There are some general risks and complications with any type of surgery which include:

  • Anaesthetic risk
  • Wound infection
  • Blood clots (due to relative inactivity during recovery)
  • Nausea and fatigue following the operation

There are also some more specific risks associated with a gastric bypass procedures. These can include:

  • Deep abdominal infection sometimes leading to sepsis
  • Leakage of the stomach contents in to the abdominal cavity
  • Nutritional deficiencies which may lead to osteoporosis, anaemia, mineral deficiencies.

Following gastric bypass procedures, patients will be monitored closely to check for any signs of complications. Patients will be required to stay in hospital for several days after their operation to monitor for any potential complications and begin an adapted dietary plan with help of specialists.  

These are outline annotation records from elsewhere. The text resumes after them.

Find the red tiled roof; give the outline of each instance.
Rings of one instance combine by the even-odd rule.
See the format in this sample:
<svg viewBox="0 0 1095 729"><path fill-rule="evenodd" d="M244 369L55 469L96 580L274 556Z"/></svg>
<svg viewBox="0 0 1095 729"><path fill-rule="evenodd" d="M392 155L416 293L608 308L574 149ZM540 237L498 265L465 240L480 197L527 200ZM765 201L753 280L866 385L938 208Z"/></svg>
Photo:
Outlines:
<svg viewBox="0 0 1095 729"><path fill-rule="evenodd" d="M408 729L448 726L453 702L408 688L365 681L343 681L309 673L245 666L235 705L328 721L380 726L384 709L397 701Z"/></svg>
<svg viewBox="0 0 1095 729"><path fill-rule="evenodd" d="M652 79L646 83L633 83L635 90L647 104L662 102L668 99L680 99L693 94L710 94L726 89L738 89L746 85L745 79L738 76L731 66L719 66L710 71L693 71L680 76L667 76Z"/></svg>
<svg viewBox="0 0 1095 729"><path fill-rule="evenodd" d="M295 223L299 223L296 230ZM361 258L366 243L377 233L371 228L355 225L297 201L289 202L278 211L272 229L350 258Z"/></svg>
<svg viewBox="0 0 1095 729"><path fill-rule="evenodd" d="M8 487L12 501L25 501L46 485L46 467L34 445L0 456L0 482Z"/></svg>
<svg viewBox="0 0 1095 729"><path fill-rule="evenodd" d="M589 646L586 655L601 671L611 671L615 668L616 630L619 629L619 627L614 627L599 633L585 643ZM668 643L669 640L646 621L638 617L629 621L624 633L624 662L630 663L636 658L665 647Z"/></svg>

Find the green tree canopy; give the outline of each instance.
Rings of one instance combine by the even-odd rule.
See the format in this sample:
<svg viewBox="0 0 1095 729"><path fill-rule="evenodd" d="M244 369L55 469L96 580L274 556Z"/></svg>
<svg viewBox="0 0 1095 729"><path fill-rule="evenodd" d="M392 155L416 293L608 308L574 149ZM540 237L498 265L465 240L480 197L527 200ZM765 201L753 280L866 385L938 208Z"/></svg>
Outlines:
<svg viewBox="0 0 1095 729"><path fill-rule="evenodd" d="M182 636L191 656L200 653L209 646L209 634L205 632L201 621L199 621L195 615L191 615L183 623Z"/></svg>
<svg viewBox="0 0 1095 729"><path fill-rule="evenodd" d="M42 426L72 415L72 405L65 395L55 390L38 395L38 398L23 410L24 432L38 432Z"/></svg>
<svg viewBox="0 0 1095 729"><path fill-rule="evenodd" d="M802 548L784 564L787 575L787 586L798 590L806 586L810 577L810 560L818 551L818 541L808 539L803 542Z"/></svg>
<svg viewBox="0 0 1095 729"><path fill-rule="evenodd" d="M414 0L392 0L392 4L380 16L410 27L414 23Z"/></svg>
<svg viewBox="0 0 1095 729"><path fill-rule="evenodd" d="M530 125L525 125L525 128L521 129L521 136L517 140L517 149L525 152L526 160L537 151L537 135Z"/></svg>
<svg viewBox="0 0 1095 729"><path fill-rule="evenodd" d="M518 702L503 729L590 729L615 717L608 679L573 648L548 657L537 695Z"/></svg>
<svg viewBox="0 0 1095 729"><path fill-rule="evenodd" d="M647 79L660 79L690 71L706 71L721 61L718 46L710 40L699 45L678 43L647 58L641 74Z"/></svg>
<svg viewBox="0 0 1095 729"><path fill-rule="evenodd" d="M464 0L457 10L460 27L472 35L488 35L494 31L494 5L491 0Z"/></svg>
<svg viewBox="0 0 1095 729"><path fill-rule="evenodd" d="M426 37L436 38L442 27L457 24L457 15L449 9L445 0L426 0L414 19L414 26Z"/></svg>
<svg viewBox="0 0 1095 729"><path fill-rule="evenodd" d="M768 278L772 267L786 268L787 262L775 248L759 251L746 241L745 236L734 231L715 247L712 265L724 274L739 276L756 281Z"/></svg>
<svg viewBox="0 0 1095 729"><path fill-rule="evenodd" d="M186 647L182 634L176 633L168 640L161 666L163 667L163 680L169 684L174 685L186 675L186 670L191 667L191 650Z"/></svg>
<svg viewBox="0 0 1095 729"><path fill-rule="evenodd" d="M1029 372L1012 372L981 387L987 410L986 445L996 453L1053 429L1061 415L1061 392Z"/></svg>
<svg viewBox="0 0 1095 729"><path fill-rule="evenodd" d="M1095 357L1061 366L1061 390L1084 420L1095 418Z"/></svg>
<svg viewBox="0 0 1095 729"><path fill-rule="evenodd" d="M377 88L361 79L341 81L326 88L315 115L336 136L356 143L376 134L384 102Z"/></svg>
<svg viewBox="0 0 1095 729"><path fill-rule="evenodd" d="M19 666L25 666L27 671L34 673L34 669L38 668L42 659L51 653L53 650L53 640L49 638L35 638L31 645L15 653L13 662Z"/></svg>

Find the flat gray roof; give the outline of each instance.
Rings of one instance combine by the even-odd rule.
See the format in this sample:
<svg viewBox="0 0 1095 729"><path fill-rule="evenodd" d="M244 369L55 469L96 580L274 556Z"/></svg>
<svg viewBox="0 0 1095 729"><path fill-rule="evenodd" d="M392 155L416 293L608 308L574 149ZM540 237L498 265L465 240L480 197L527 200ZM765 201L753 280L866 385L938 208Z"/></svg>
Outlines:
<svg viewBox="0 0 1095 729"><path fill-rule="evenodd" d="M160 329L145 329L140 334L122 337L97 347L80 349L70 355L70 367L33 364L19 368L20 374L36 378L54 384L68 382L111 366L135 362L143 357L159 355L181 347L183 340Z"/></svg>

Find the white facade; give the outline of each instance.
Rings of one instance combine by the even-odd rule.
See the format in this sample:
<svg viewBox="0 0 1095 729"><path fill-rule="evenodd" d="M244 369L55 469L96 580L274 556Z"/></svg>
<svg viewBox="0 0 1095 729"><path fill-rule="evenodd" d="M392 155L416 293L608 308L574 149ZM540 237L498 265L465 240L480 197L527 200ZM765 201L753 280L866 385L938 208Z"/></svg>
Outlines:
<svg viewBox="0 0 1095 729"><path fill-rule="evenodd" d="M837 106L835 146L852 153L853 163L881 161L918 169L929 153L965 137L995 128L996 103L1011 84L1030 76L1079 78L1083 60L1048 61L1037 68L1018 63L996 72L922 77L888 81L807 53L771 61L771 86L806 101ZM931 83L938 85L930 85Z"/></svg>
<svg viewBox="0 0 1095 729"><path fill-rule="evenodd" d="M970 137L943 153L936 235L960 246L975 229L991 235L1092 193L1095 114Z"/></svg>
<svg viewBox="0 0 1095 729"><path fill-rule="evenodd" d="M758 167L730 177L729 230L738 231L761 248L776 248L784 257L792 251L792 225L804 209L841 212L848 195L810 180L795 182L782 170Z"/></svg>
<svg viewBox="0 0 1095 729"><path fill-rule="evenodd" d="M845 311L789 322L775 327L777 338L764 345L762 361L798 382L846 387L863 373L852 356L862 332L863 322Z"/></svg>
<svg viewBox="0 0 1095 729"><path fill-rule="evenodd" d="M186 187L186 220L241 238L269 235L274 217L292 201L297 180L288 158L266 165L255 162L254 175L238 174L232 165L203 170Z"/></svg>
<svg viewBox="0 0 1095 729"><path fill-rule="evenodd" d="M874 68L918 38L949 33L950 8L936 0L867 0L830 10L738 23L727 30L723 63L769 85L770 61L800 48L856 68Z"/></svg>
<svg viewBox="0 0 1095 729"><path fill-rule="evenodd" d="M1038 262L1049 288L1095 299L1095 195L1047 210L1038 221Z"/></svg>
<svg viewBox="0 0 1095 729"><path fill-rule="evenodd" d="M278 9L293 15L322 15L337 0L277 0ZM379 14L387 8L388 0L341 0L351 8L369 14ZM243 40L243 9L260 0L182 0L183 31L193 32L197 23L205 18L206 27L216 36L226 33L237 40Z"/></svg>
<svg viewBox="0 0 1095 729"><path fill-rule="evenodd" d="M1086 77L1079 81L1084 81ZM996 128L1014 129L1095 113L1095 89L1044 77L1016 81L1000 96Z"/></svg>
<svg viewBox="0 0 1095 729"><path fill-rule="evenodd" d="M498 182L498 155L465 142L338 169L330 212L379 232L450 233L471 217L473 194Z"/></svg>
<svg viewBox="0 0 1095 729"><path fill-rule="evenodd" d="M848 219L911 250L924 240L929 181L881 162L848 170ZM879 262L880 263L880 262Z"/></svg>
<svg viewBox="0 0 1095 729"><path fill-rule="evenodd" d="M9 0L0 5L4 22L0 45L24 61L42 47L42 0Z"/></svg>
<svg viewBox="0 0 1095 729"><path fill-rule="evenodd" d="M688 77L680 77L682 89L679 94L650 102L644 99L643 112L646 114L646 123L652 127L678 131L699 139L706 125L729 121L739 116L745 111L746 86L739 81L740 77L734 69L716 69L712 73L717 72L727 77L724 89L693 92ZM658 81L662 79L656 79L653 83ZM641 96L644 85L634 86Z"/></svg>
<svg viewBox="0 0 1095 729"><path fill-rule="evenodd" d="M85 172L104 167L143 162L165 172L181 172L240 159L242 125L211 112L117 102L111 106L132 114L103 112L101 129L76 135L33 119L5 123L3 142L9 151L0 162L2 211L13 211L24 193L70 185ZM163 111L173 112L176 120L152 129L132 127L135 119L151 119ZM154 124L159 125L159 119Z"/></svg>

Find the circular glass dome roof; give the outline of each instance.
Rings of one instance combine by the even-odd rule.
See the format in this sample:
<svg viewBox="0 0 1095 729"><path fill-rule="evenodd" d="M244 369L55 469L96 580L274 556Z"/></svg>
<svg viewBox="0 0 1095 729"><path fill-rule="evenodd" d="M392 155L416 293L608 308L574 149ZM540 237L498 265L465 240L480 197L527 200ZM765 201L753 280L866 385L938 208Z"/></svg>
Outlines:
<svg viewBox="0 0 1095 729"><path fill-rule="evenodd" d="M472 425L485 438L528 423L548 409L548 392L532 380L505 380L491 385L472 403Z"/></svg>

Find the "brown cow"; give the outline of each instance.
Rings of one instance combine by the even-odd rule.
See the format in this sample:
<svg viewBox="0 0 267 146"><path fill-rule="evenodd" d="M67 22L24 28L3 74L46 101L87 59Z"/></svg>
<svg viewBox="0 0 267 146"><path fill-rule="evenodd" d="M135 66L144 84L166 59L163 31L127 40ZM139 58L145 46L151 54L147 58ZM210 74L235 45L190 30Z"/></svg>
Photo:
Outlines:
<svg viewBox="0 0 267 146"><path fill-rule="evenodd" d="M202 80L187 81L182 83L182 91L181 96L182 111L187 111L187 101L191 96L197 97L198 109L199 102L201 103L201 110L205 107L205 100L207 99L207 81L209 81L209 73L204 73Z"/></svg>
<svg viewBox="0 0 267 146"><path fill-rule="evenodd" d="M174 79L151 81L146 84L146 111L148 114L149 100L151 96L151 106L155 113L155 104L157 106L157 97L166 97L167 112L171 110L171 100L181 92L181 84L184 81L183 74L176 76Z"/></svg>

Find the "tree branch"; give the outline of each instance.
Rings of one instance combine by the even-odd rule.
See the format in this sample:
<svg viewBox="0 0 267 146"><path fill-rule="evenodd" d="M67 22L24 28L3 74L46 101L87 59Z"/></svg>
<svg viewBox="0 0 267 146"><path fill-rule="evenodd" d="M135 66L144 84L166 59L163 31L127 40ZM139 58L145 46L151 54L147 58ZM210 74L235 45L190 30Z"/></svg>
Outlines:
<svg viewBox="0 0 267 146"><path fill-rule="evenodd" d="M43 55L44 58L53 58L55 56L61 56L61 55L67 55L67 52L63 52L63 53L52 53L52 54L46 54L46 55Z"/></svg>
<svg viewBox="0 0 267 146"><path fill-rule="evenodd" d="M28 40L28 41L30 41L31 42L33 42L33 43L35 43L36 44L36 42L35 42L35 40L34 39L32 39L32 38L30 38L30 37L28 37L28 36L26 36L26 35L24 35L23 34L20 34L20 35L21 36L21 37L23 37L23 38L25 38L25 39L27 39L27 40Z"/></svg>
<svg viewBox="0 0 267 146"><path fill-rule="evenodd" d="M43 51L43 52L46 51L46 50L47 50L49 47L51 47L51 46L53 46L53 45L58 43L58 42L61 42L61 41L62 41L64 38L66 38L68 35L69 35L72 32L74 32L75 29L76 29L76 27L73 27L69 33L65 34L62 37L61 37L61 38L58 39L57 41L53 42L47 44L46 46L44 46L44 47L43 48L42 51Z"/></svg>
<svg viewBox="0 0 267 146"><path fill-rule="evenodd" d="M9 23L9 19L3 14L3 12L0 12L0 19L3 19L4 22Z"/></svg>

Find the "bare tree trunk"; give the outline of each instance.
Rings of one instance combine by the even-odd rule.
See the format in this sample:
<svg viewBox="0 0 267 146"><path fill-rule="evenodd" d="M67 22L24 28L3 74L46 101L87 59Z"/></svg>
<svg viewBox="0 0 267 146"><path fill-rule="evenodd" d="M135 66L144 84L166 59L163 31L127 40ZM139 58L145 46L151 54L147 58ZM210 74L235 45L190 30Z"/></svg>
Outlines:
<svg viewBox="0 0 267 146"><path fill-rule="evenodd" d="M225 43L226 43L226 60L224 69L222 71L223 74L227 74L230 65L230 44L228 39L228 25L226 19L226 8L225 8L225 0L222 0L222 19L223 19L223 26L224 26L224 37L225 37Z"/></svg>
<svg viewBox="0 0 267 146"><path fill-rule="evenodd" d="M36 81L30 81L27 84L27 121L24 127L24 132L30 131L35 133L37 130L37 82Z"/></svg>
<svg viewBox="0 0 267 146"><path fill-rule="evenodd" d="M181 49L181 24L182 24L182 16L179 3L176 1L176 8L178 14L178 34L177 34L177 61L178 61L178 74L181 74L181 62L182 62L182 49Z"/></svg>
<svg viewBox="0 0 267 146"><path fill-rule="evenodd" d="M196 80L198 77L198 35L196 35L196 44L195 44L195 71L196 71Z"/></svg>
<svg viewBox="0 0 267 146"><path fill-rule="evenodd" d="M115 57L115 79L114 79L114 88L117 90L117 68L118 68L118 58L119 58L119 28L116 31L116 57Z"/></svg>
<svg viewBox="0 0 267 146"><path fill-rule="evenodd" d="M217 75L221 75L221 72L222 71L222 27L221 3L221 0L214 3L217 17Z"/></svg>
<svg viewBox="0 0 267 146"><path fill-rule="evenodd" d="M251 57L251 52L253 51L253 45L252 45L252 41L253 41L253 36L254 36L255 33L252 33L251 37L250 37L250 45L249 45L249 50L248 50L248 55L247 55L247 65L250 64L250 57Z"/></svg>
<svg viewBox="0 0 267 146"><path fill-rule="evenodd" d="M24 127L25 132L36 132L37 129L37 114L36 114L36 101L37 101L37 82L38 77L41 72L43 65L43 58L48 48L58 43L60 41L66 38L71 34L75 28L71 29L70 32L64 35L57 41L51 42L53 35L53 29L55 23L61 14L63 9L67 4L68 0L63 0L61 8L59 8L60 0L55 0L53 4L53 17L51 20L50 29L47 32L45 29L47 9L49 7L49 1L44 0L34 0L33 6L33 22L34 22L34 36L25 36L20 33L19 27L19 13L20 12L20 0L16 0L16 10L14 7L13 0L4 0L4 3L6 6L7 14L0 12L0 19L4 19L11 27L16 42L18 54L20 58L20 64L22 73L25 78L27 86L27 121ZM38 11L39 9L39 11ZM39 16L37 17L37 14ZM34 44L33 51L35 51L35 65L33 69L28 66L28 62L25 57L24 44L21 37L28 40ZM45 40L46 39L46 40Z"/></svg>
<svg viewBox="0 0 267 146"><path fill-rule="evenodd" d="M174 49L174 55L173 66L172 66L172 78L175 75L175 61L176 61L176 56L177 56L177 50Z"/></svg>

Patients will have an all liquid diet for a number of days following the surgery. Where no complications arise, patients will then be asked to progress on to a pureed diet for up to three to four weeks after the operation.

Solid food, starting with softer foods can begin to be eaten after a successful pureed diet has been followed. To reduce the likelihood of nutritional deficiencies patients will be asked to include certain vitamins and mineral supplements as part of their ongoing diet.

For patients who do adhere to a new, balanced diet following a gastric bypass procedure studies have demonstrated that patients can expect to lose up to sixty to seventy per cent of excess body weight.